In light-matter interaction, the electromagnetic attraction between an electron and an atomic nucleus can be modeled as a spring, and the driving force is an incident electromagnetic wave, i.e. incident light. In a stimulated emission process, an atom (oscillator) loses energy in the presence of an incident photon (driving force). If the energy is emitted as a photon exactly out-of-phase with the incident photon (fully anti-coherent), the two photons would destructively interefere, reducing the net energy of the system and therefore violating conservation of energy. In fact, if the emitted photon is anything other than exactly in-phase with the incident photon, conservation of energy is violated. Thus the emitted photon must be exactly in-phase with the incident photon, and is therefore fully coherent with the incident photon.

Re:Correct Units?

[Hal-9001]

Wrong. Here is a good explanation in lay terms. You can find much more detailed explanations with a bit of digging.

That site is totally wrong about the origin of coherence in laser light. I sent the following to the site maintainer:

RE: LASERS EMIT COHERENT LIGHT, BUT NOT BECAUSE THE ATOMS EMIT IN-PHASE LIGHT WAVES

I ran across your site, and I would like to point out that your explanation for the coherence of laser light is incorrect. Coherence and phase are intrinsically-related. Measurements of the temporal or spatial coherence of light are in fact measurements of the relative phase of two different samples of a light wave. The fact that stimulated-emission results in an emitted photon that is exactly in-phase with the incident photon does explain spatial coherence. This is because the laser beam originates as a single (or relatively few) spontaneously-emitted photon(s). That photon is amplified by the stimulated-emission process to form the laser beam. Because the path of the initial photon is generally not along the optical axis of the laser cavity, and because it can be coherently scattered as it propagates through the gain medium, it traverses the gain medium along many paths. Thus the entire laser beam inherits its phase from the initial spontaneously-emitted photon, and is therefore fully spatially-coherent.

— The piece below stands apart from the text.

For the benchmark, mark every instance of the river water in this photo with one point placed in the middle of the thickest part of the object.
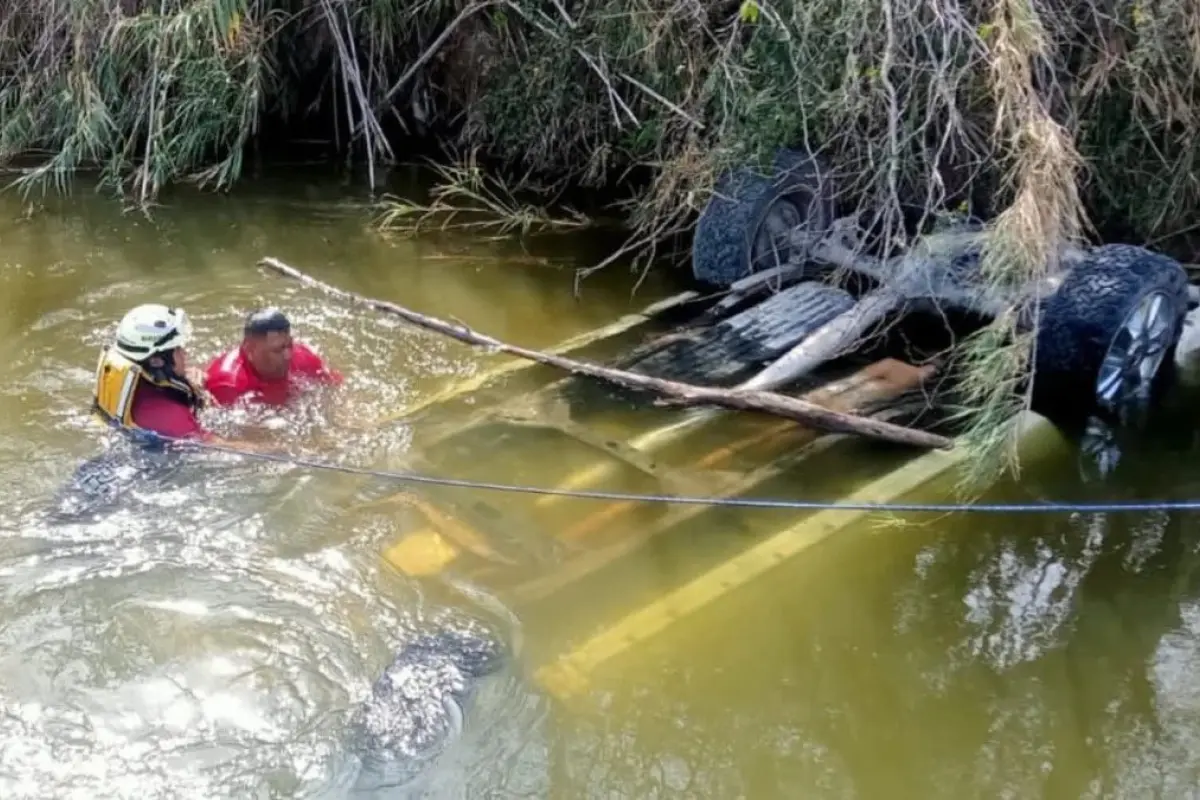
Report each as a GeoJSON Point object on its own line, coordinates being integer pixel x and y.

Even if we consider the laser beam to originate from several spontaneously-emitted photons, the result is that beam is the superposition of several fully spatially-coherent beams, which can be shown to be a fully spatially-coherent beam.

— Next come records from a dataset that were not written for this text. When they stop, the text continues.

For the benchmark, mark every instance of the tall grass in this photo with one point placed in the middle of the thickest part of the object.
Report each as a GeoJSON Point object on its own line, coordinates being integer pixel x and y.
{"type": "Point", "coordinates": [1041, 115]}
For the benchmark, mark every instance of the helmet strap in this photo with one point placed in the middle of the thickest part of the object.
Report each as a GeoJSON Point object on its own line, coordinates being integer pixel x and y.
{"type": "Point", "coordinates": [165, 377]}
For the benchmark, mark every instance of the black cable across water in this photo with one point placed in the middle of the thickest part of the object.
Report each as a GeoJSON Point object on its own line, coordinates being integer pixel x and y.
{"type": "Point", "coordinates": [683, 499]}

You are correct that starlight becomes more spatially-coherent by propagating long distances, but that cannot the mechanism for the spatial-coherence of a laser, as I will explain with a fairly simple counter-example. With Q-switching, it is trivial to switch a laser on and off within 10 nanoseconds, in which time light travels about 3 meters in vacuum. Yet the laser pulse can be measured to be as or more coherent than starlight, even though its propagation distance is on the order of meters rather than light years.

You are correct that the pure color (monochromaticity) of laser light is due to the mirrors (which form a Fabry-Perot or some other resonant cavity), but I would argue that the explanation for the pure color for laser light is at a less advanced level (third-year physics undergraduate) than the explation for its coherence. Coherence is an advanced-undergraduate to graduate-level topic, as a proper analysis of coherence requires Fourier transforms, and the coherence of stimulated emission is a topic in quantum electrodynamics. The most readable but rigorous treatment of optical coherence that I am aware of is _Statistical Optics_ by Joseph Goodman, but even that is written at the advanced-undergraduate to graduate level.